Harness seen ordering takeout with Armory buy
The Harness CI/CD platform already offers some of the features Spinnaker is known for, including fast software deployment and rollback support. Harness also has its own open source GitOps project for continuous deployment with Gitness, though it's not seen as a major player in open source compared with CNCF's Argo CD, according to Volk.
"I doubt the integration will be easy, but Spinnaker has a lot of fans in the large-enterprise arena, and 'owning' the open source project is great PR," he said. "The DevOps community likes things to be open source."
Given the product overlap, and the fact that both Harness and Armory had previously positioned themselves as competitive to each other, the deal may be geared more toward customer acquisition and taking out a rival than adding fresh features to Harness, said IDC's Norton.
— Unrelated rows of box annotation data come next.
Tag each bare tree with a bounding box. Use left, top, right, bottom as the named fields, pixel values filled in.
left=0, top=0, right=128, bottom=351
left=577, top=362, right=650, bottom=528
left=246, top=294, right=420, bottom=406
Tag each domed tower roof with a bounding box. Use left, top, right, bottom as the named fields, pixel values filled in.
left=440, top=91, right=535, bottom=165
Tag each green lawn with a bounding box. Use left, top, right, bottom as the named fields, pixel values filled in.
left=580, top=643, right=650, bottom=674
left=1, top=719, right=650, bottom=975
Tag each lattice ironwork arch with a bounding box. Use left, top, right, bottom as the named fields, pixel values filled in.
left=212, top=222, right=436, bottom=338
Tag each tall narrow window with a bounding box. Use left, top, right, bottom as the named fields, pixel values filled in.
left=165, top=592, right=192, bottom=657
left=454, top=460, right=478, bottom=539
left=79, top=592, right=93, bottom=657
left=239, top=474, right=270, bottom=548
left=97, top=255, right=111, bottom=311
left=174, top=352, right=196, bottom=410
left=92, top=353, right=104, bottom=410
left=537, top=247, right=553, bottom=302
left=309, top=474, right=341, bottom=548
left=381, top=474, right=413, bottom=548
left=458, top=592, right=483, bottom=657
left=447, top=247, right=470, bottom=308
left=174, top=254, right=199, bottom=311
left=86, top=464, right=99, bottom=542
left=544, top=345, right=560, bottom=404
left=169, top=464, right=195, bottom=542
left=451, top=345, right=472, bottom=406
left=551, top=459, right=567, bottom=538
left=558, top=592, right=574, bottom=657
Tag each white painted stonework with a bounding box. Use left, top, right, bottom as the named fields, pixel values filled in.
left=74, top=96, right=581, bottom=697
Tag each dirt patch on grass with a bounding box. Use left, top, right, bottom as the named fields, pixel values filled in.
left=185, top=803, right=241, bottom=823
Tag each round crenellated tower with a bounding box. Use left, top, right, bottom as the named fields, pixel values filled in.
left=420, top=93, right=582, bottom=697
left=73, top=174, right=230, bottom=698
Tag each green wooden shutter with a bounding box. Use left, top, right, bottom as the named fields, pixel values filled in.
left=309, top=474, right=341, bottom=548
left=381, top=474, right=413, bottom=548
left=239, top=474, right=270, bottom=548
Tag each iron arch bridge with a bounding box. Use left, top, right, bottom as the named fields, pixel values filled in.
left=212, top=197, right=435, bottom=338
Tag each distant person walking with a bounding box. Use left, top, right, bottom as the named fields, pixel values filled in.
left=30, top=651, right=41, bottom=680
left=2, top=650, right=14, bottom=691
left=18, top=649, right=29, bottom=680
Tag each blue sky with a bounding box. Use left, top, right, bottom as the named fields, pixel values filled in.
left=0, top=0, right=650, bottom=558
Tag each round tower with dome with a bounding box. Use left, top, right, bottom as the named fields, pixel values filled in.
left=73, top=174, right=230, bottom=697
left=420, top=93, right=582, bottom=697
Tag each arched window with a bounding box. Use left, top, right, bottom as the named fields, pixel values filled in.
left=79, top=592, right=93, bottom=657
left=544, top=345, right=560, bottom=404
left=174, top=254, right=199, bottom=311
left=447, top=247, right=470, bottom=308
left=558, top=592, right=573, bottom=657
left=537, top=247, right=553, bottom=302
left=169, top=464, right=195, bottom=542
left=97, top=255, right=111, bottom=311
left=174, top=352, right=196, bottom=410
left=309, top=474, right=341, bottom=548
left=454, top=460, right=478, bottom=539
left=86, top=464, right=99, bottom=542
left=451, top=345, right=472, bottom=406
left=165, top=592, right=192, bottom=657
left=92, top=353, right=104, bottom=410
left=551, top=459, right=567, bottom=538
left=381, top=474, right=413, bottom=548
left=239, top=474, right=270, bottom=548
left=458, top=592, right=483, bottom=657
"Before the [comparative] webpage disappeared, Armory emphasized that they believed they were more declarative, and Harness was more imperative," Norton said. "I am sure there are either engineering staff and technology of Armory's that will be integrated into Harness and the platform, but my take is that this was not the main driver behind the acquisition."
A Harness press release about the deal emphasized that "Armory customers will experience a seamless transition as key Armory engineering and customer support roles are joining Harness to continue supporting existing implementations."
Another Spinnaker vendor, OpsMx, dangled its own incentives for Armory customers in the wake of the Harness deal, including discounts, trade-in credits and support services. It also raised the specter of being "locked into proprietary solutions from Harness," according to a press release.